I can pinpoint the exact moment that I felt the Xbox One reveal shut the door in my face, and it came when Don Mattrick invited NFL Fantasy fans to taunt their friends. Every negative stereotype about Xbox LIVE that exists today came to mind, along with a firmly US-centric focus, in an environment built around interacting with live television rather than necessarily promoting games. I'm not saying that's necessarily a bad thing for anyone else, but it certainly wasn't what I was looking for.
And there's the rub. This presentation wasn't for me, or you, or any gamer, not really. It wasn't for Sony's Playstation department or Nintendo. It certainly wasn't for games developers, eager to get a taste of what this new machine might bring. It was for Apple and Samsung and Valve. But they're not the ones who'll be buying this machine. Apparently those people will be consumers eager to surf the web on IE by waving their hands in the air, interrupting games and TV shows to make Skype calls on the big TV screen, and for some reason using SmartGlass to, well, god knows.
More worrying, though, were the dribbles of wishy-washy info that emerged after the show. Microsoft's enormously confusing Q&A post presented the vision of a console that will present consumers with some form of online DRM, but as a trade-off won't require you to be always-online. Oh, and there might be fees for second-hand usage, but apparently the console will still somehow support pre-owned habits. And Xbox LIVE Gold will still be in operation, in some fashion, whatever that means.
Sony refused to show us the console, but left us with concrete answers and a firm idea of the PS4's focus. Microsoft showed us their machine and yet left us all bewildered, with more questions than when we'd started. We'd hoped that this event would put some of the chundering rumour mill's mess to bed.
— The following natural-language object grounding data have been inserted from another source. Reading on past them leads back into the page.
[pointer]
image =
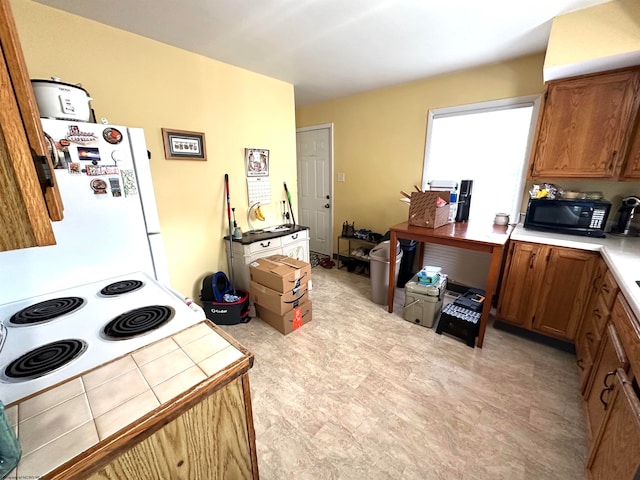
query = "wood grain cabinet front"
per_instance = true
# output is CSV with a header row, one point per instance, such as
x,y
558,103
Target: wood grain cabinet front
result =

But it span the damn thing faster.
It's a ballsy move, this shooting for a larger slice of the pie by targeting an enormous, unidentifiable mass of entertainment consumers, but it was inevitable. Microsoft's movements over the past few years -- those godawful Metro updates to the Xbox 360's dashboard, an increased focus on the marketplace formerly known as Zune, and a rebrand to reflect a product that doesn't make you instinctively gag -- these have been done in increments, steadily diluting Xbox as a gaming brand. Now, at least, the master plan is clear, and Microsoft doesn't have to hide its anti-consumer tendencies any more.
Tread softly, Xbox One. We had dreams of a more open platform, fuelled by a connection between console and PC that Microsoft would have been perfectly poised to provide. You trod on those dreams.
We'll have to wait until E3 and beyond to assess the Xbox One as a gaming platform, that much is evident. But the worry is that Microsoft have spread themselves too thin, and are fighting a war for the living room on multiple fronts, using weapons that have all been in existence for months if not years. Pricing will be key, both for the console itself and whatever subscription plans the suits in Redmond are cooking up. No matter how much Microsoft played them down last night, the games will be crucial too, perhaps more than ever now. The core gaming audience picked up the Xbox 360 because it came first. Now, however, it'll come down to exclusives services, convenience, and value.
Gabe Newell is probably laughing his arse off.